Dia da Memória do Holocausto - 27 de Janeiro




Em 27 de Janeiro de 1945, o mundo entrou em Auschwitz-Birkenau e pasmou.
O mundo pasmou com a barbárie.
Como se ela fosse uma novidade!
O mundo olhou os imensos olhos dos sobreviventes e chorou.
O mundo caíu de joelhos e levou ambas as mãos à cabeça.
Para lá do arame farpado estava a história da humanidade.
O mundo viu, do lado de fora, o seu lado interior.
Os seus ossos descarnados.
As cicatrizes.
Os corações quase parados.
As vidas sem rumo: sem passado e sem futuro.
Pessoas números tatuados nos braços.
Pessoas ao abandono, sem deuses, sem almofadas.
Pessoas mortas vivas.
Pessoas sem valor.
Pessoas animais.
Pessoas sem uso.
As valas eram comuns.
Os fornos crematórios não deram vazão.
Um forno crematório deve ser dimensionado para o fim pretendido.
Os nazis foram incapazes de calcular o número de fornos crematórios necessários ao extermínio.
O número de fornos crematórios é matemática simples.
Um povo tão lógico e incapaz de calcular o número ideal de fornos crematórios.
Agora os fornos crematórios vêm com instruções e capacidade.
Evoluímos.
A evolução é uma força da natureza.
Como a maldade.
O terror e a maldade não são novos.
A fúria da morte obnubila o cálculo mental.
O terror não foi descoberto em 27 de Janeiro de 1945.
Não começou nem terminou em 27 de Janeiro de 1945.
Ruanda.
Naquele dia os maus eram alemães e os bons eram os outros.
Povos trucidam outros porque a cultura...
porque a cor...
porque  a religião...
porque  a superioridade intelectual...
porque  a civilização...
porque a sua alma precisa de ser salva...
porque lhes apetece... 
Salvemos os outros dos seus demónios.
Há pessoas que nem a sua língua materna têm o direito de usar.
Ás vezes os maus são cristãos e os bons  também.
Em Roma os bons riam-se no circo.
Na inquisição os hierarcas da igreja eram os maus.
As bruxas, outra vez os judeus e outras fantasias.
Os maus na Bósnia foram os sérvios.
As pessoas são andróides avant la lettre.
No Cambodja, os maus mataram milhões de pessoas.
Os bons são os que foram massacrados.
Na Rússia os maus foram os comunistas.
Antes haviam sido os czaristas.
No Japão os maus foram primeiro os japoneses e depois os americanos.
Primeiro Pearl Harbour e depois Hiroxima e Nagasaqui.
A revolução cultural na China foi feita pelos maus.
Os bons acabaram em campos de reeducação.
Os outros foram reeducados.
As pessoas não aceitam as diferenças.
Os brancos odeiam os pretos, os mulatos, os verdes.
Os pretos odeiam os brancos e os amarelos e os azuis.
Os azuis... as combinações são infinitas.
A direita odeia a esquerda e a esquerda odeia a direita.
Combóios levam pessoas de um lado para o outro.
Uns decidem sobre outros.
A criação de animais.
As rugas marcam os rostos
As Nações Unidas não são nações unidas.
O mundo tende a ser incrédulo.
Os liberais abominam o controlo estatal.
Os socialistas gostam de tudo controlar.
O mundo acha que a maldade extrema só acontece no cinema.
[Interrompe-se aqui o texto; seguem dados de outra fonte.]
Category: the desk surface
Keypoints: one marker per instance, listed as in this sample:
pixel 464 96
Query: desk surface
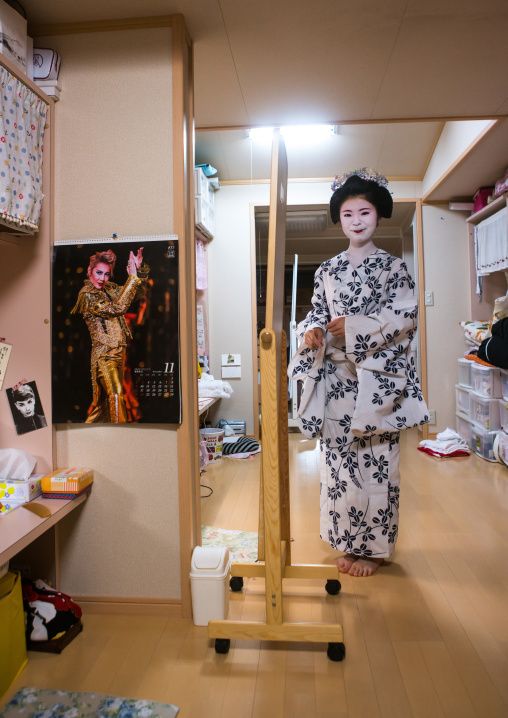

O Estado toma decisões e os cidadãos obedecem.
O mundo acha que o sangue é quase sempre ketchup.
Eu olho de soslaio o outro.
Porque não se veste como eu.
Matança.
Porque é estrangeiro.
Porque é ruivo.
Porque tem botox nos lábios.
Porque está em queda livre.
Estar vivo é justo ou injusto face a quem decide.
Porque lhe falta um dedo na mão esquerda.
Porque é índio e eu sou cowboy.
Porque fala uma língua que não entendo.
Porque coxeia.
Os refugiados fogem do medo.
Porque não tem utilidade para mim.
Bomba.
Porque tem gestos efeminados.
A vida não é um direito, é um acidente.
Clicar num botão e lançar uma ogiva é um jogo.
Porque fala alto.
Porque levou um murro num olho e tem um hematoma.
Porque a gravata é berrante.
Porque usa o cabelo espetado e parece um apache.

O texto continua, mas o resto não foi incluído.